Review: George Orwell and Russia, by Masha Karp

Growing up in the Soviet Union, Masha Karp read George Orwell’s novels, and in particular 1984 and Animal Farm and could not understand something. How could someone who never lived in her country, who did not even speak Russian, understand what life under totalitarianism felt like? In this excellent book, she explores how that came about.

Orwell’s interest in Soviet Russia, his opposition to its ruling elite and ideology, did not come about due to his experiences in Spain, as is widely believed. Yes, Orwell was shocked by the behaviour of the Communists and their allies during the Spanish Civil War, in which he fought as a volunteer. But Orwell himself wrote that it was in the mid-1920s, a decade earlier, that he first formed those views. He did so while living in Paris, under the influence of a man he grew to detest, Eugene Lanti. Lanti was an Esperantist and Orwell intensely disliked the language — even parodying it in 1984. But Lanti was also an early leftist critic of the Soviet Union. When Orwell returned to England and lived in Hampstead, he was again strongly influenced by anti-Stalinist leftists, who, as it turned out, were also Esperantists.

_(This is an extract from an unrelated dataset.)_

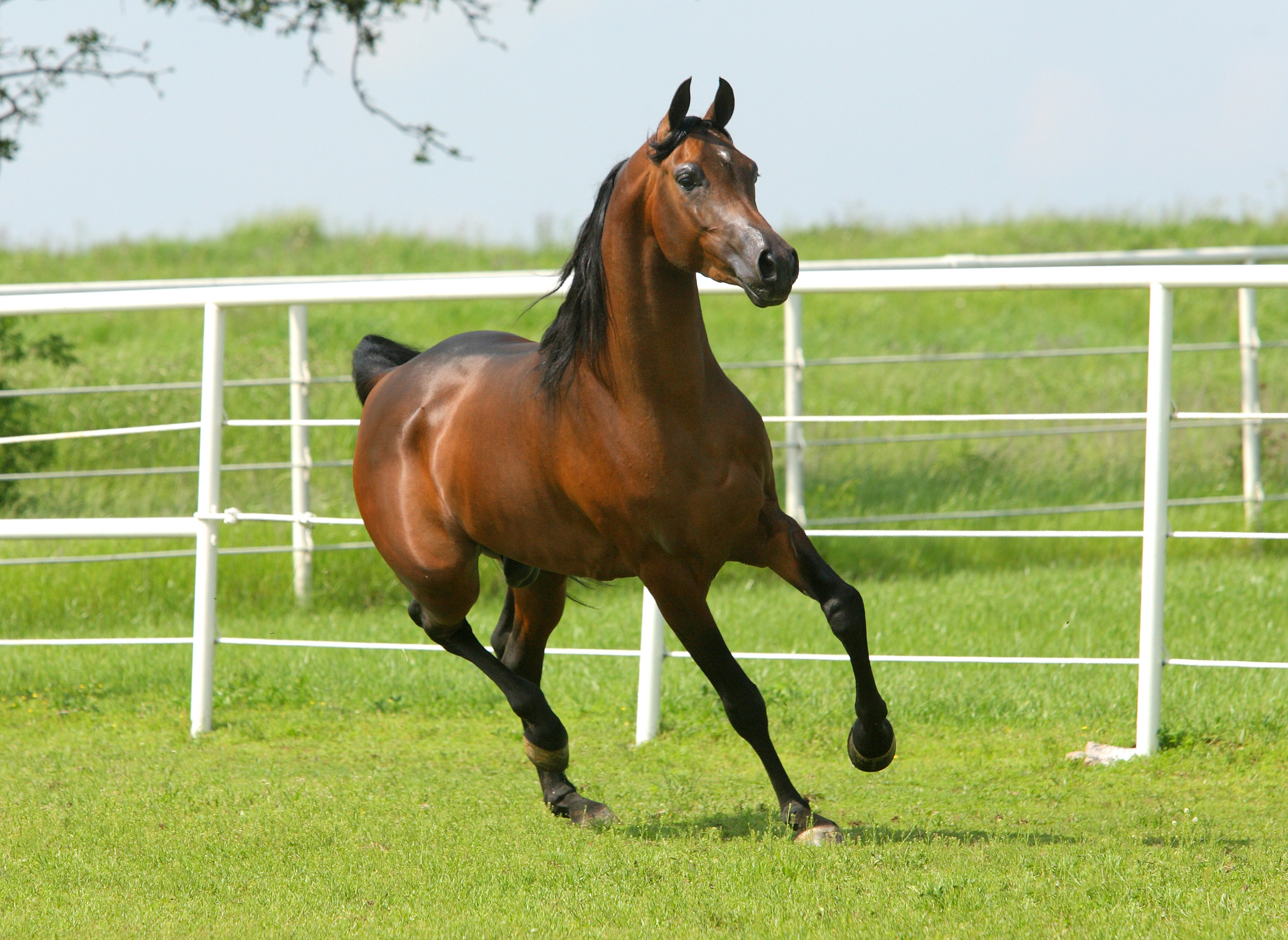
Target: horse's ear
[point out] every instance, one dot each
(722, 109)
(678, 111)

Karp goes into great detail not only on the evolution of Orwell’s views, but on the views themselves. She unflinchingly defends Orwell’s involvement in early Cold War anti-Soviet actions, though he died before he could play a leading role in some, like the Congress for Cultural Freedom. And the book ends in an up-to-the-minute account of Russia’s return to a form of totalitarian rule, including an analysis of Russia’s invasion of Ukraine in 2022.

A fantastic book and a great read — with a wonderful cover that is actually, apparently, a Soviet poster from the Stalin era. (You couldn’t make that up.)